How to Exploit ETH Using Delegatecall and Selfdestruct – Security Insights

contract-designSecurity

This documentation says

Even if a contract’s code does not contain a call to selfdestruct, it can still perform that operation using delegatecall or callcode.

This worries me.

I've created some pseudo code to give a gist of a possible exploit. The code below creates an "exception: invalid opcode", but you'll be able to follow my logic. Assuming this style of attack works, what can be done to guard against it?

pragma solidity ^0.4.2;        
contract Steal{
      function delegatecall_selfdestruct(address _target) external returns (bool _ans) {
          _ans = _target.delegatecall(bytes4(sha3("selfdestruct(address)")), this); 
      }
}

contract Mark { 
  function Deposit() payable {
  }
}

The idea is to send some testnet ETH to the contract Mark then use the Steal contract to call Mark and make it selfdestruct and give the ETH to the Steal Contract.

Best Answer

It doesn't work to just call built-in Solidity functions in other contracts using delegatecall.

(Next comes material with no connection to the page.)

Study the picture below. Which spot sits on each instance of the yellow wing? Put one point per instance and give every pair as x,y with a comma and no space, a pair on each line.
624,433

What delegatecall really does is call a function in another contract, which executes in the context of the first contract. It's really dangerous to make delegatecalls to contracts you don't trust. The documentation is warning you about this possibility:

pragma solidity ^0.4.2;        
contract Steal{
    address owner;
    function Steal() {
        owner = msg.sender;
    }
    function innocence() {
        selfdestruct(owner);
    }
}

contract Mark { 
    function Deposit() payable {}
    function call(address a) {
        a.delegatecall(bytes4(sha3("innocence()"))); 
    }
}

If Mark calls Steal, then Mark will selfdestruct.